Cloud Computing 30 min read

How LeTV E‑Commerce Cloud Scales High‑Traffic Shopping with Microservices

This article, based on the Efficient Operations Community Talk, outlines the evolution of e‑commerce systems, the challenges faced during rapid growth, and how LeTV’s e‑commerce cloud leverages micro‑service architecture, container technology, and hybrid cloud solutions to address scalability, security, and operational efficiency.

Efficient Ops
Efficient Ops
Efficient Ops
How LeTV E‑Commerce Cloud Scales High‑Traffic Shopping with Microservices

1. E‑commerce System Development Process

E‑commerce websites have varying architectural complexity across different stages:

Startup Phase : Few product types, low business complexity, simple system architecture. Basic components such as high‑availability databases, distributed cache, and file storage suffice.

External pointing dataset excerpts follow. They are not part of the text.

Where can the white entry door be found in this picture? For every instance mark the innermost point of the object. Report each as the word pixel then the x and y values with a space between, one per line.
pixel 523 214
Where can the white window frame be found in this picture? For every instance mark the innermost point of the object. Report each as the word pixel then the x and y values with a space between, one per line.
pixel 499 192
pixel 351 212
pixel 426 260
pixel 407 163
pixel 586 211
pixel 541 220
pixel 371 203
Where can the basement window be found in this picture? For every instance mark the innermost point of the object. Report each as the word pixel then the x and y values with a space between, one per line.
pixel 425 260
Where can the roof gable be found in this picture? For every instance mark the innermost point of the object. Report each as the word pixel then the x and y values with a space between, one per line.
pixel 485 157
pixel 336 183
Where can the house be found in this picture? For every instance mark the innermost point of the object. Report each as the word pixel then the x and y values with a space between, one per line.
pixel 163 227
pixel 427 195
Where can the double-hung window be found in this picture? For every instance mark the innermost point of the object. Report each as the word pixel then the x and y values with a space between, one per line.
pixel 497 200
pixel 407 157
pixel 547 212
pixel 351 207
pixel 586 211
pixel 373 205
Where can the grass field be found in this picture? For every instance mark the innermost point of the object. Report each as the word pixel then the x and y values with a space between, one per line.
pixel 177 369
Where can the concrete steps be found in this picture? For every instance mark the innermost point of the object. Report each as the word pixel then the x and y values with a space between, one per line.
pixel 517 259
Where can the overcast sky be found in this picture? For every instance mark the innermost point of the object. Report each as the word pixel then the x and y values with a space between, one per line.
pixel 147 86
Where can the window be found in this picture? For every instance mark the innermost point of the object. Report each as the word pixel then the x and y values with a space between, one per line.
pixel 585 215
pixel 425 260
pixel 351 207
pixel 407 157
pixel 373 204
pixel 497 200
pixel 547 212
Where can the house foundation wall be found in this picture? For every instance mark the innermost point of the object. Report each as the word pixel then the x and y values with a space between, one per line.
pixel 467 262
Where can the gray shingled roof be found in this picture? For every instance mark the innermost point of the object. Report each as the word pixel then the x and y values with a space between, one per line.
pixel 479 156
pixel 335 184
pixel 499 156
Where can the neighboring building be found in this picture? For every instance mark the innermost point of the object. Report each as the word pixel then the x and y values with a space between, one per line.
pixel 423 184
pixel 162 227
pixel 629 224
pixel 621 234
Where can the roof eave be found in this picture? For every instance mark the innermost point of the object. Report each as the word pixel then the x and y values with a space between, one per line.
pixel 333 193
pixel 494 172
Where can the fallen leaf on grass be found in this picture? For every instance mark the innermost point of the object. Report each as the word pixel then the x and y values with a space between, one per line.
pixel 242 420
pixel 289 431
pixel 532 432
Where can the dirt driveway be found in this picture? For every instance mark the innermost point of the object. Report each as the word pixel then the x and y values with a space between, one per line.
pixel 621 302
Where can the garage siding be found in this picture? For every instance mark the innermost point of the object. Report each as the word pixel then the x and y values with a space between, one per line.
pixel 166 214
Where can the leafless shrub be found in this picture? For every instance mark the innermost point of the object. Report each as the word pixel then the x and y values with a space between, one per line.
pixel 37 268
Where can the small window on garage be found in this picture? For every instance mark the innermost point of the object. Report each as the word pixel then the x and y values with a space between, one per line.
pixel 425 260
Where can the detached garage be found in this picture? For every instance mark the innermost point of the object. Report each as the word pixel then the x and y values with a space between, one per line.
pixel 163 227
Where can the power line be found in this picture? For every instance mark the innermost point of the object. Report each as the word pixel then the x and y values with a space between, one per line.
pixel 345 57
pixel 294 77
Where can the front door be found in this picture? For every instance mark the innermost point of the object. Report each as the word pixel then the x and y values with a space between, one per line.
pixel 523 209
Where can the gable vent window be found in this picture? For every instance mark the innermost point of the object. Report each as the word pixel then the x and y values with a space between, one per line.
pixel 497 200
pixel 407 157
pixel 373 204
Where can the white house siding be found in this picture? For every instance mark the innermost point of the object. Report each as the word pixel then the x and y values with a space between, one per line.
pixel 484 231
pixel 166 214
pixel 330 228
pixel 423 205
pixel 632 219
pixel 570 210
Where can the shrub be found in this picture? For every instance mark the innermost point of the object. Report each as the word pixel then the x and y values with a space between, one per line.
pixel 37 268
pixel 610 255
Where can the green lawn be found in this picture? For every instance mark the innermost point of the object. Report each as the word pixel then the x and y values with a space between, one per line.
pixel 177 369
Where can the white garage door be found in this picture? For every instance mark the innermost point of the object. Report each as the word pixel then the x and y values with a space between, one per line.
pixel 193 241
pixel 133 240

Growth Phase : Data volume, business complexity, system complexity, and compute resource demand surge. Business needs to be split and deployed independently, using CDN, high‑availability databases, distributed cache, message queues, and distributed file storage.

The basic e‑commerce technical architecture diagram is shown below:

2. Problems in Rapid Growth

2.1 Fast Business Expansion and Low Resource Utilization

Enterprises aim to seize market opportunities and reduce operating costs. Traditional server or data‑center rentals incur high hardware and personnel expenses, and procurement‑to‑deployment cycles are long and inefficient.

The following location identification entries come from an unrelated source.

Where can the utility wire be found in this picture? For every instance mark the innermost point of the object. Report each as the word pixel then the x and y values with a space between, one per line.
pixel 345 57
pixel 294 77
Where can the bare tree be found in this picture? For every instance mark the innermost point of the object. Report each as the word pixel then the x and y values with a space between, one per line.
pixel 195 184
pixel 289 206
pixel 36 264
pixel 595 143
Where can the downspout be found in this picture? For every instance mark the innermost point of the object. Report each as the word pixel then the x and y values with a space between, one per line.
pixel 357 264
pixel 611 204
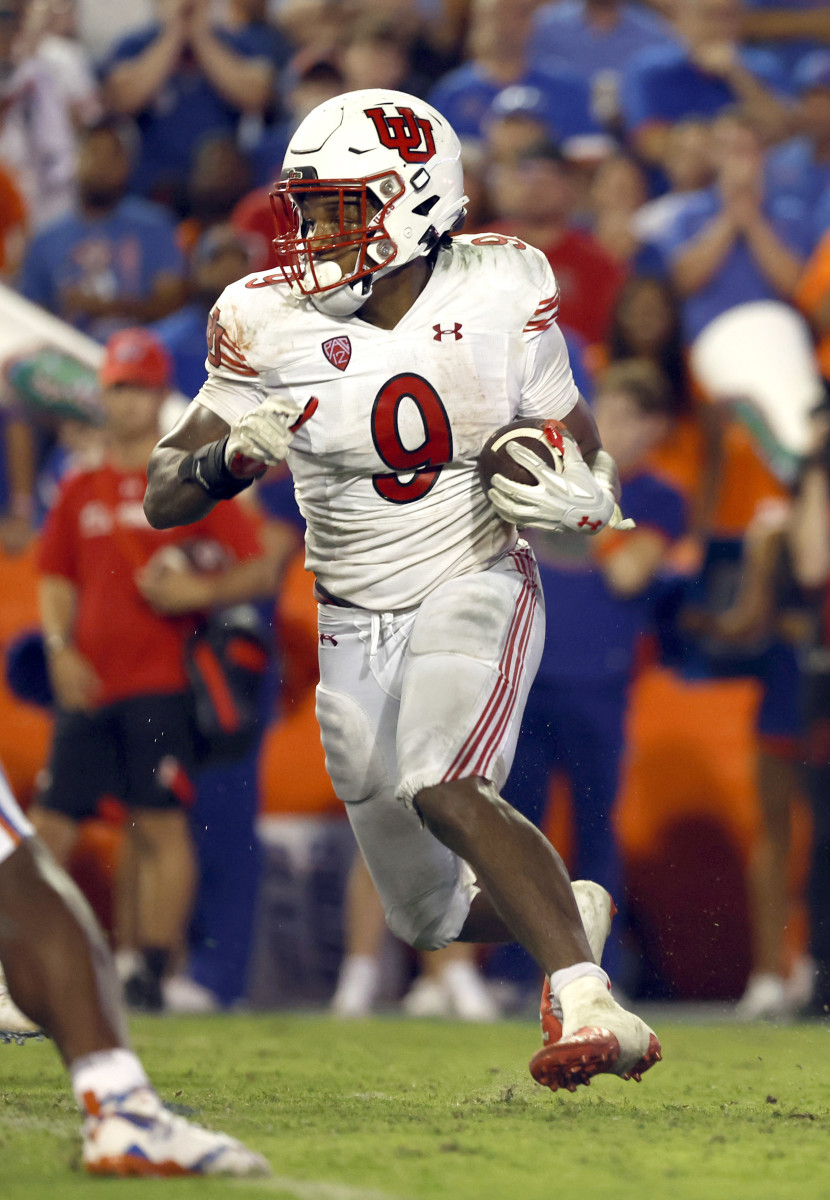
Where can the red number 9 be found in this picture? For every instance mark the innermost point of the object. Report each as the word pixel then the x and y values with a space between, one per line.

2.2 Escalating System Complexity and Tight Coupling

Rapid business scaling often leaves little time for refactoring, leading to bloated, tightly coupled systems where changes in one component affect many others. Duplicate code across projects further reduces reuse and complicates debugging.

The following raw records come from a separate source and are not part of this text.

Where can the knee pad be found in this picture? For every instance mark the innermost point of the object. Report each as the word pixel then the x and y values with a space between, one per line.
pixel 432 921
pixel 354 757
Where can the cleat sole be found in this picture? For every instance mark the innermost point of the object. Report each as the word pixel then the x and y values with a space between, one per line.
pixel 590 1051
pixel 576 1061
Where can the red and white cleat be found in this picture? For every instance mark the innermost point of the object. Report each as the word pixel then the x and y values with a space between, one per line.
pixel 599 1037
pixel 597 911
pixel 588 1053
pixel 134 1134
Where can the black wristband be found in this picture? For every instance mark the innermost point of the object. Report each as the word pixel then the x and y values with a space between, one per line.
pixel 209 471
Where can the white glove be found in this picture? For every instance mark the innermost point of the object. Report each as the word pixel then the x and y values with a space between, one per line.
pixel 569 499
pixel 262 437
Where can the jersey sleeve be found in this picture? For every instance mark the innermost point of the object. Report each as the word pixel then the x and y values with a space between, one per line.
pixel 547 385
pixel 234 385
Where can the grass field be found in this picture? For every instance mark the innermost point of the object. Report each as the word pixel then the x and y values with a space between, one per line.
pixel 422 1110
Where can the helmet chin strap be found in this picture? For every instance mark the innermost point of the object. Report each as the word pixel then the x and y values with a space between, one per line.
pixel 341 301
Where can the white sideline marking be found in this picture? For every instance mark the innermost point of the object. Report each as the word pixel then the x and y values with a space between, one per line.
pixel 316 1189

2.3 Growing Security Risks

Large‑scale e‑commerce faces DDoS attacks, malicious orders, penetration attempts, and privacy breaches. New cybersecurity regulations impose strict standards, yet many small or traditional e‑commerce firms lack the technical capacity for robust protection.

These issues can be mitigated by adopting e‑commerce cloud solutions: micro‑service architecture reduces system complexity, while cloud services address resource demand and security.

3. Evolution Toward Micro‑services

As site scale, functionality, and data processing types increase, micro‑service design has become an industry consensus.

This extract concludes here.